The Fibonacci sequence is a series of numbers where each number is the sum of the two preceding ones, usually starting with 0 and 1.

public static int fibonacci(int n) {
    // Base cases
    if (n <= 0) {
        return 0;
    }
    if (n == 1) {
        return 1;
    }

    // Recursive case
    return fibonacci(n - 1) + fibonacci(n - 2);
}

Fibonacci Recursion Tree for F(4)

F(4) = F(3) + F(2)
F(3) = F(2) + F(1)
F(2) = F(1) + F(0)
F(1) = 1
F(0) = 0
F(1) = 1
F(2) = F(1) + F(0)
F(1) = 1
F(0) = 0

Recursive Data Structures

Some data structures are naturally recursive, meaning they contain smaller instances of the same structure.

Binary Trees

A binary tree is a tree data structure where each node has at most two children.

class TreeNode {
    int value;
    TreeNode left;
    TreeNode right;
}

Traversing a binary tree recursively:

// Inorder traversal: Left -> Root -> Right
public static void inorderTraversal(TreeNode root) {
    if (root == null) {
        return;
    }

    inorderTraversal(root.left);
    System.out.print(root.value + " ");
    inorderTraversal(root.right);
}

Linked Lists

Linked lists can also be processed recursively:

class ListNode {
    int value;
    ListNode next;

    public ListNode(int value) {
        this.value = value;
        this.next = null;
    }
}

// Print a linked list recursively
public static void printList(ListNode head) {
    if (head == null) {
        return;
    }

    System.out.print(head.value + " ");
    printList(head.next);
}

Common Recursive Algorithms

Tower of Hanoi

The Tower of Hanoi is a classic problem that demonstrates the power of recursion. The goal is to move a stack of disks from one rod to another.

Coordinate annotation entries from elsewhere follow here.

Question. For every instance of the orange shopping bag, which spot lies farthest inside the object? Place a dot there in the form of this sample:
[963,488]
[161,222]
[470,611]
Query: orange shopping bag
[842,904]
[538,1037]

public static void towerOfHanoi(int n, char source, char auxiliary, char target) {
    if (n == 1) {
        System.out.println("Move disk 1 from " + source + " to " + target);
        return;
    }

    towerOfHanoi(n - 1, source, target, auxiliary);
    System.out.println("Move disk " + n + " from " + source + " to " + target);
    towerOfHanoi(n - 1, auxiliary, source, target);
}

Optimizing with Memoization

Memoization improves recursive performance by storing previously calculated results:

public class FibonacciMemoization {
    private static Map<Integer, Integer> memo = new HashMap<>();

    public static int fibonacci(int n) {
        if (n <= 0) return 0;
        if (n == 1) return 1;

        // Check if we've already calculated this value
        if (memo.containsKey(n)) {
            return memo.get(n);
        }

        // Calculate and store the result
        int result = fibonacci(n - 1) + fibonacci(n - 2);
        memo.put(n, result);

        return result;
    }
}

Recursion vs. Iteration

Recursion and iteration are two different approaches to solving problems:

  • Recursion: Often simpler and more elegant for problems with recursive structure
  • Iteration: Generally more efficient with memory and speed

Converting Recursion to Iteration

Many recursive algorithms can be converted to iterative ones:

// Iterative Fibonacci
public static int fibonacciIterative(int n) {
    if (n <= 0) return 0;
    if (n == 1) return 1;

    int fib1 = 0, fib2 = 1, result = 0;

    for (int i = 2; i <= n; i++) {
        result = fib1 + fib2;
        fib1 = fib2;
        fib2 = result;
    }

    return result;
}

Common Pitfalls and Best Practices

Pitfalls

  1. Infinite recursion: Forgetting to include a base case
  2. Stack overflow: Recursion that is too deep for the available stack space
  3. Redundant calculations: Solving the same subproblems multiple times

Best Practices

  1. Always include proper base cases
  2. Consider the maximum recursion depth and stack limitations
  3. Use memoization for overlapping subproblems
  4. For performance-critical code, evaluate whether an iterative solution would be more efficient

Conclusion

Recursion is a powerful technique that can lead to elegant solutions for complex problems, especially those with a naturally recursive structure. By understanding when and how to use recursion effectively, you’ll be better equipped to solve a wide range of programming challenges.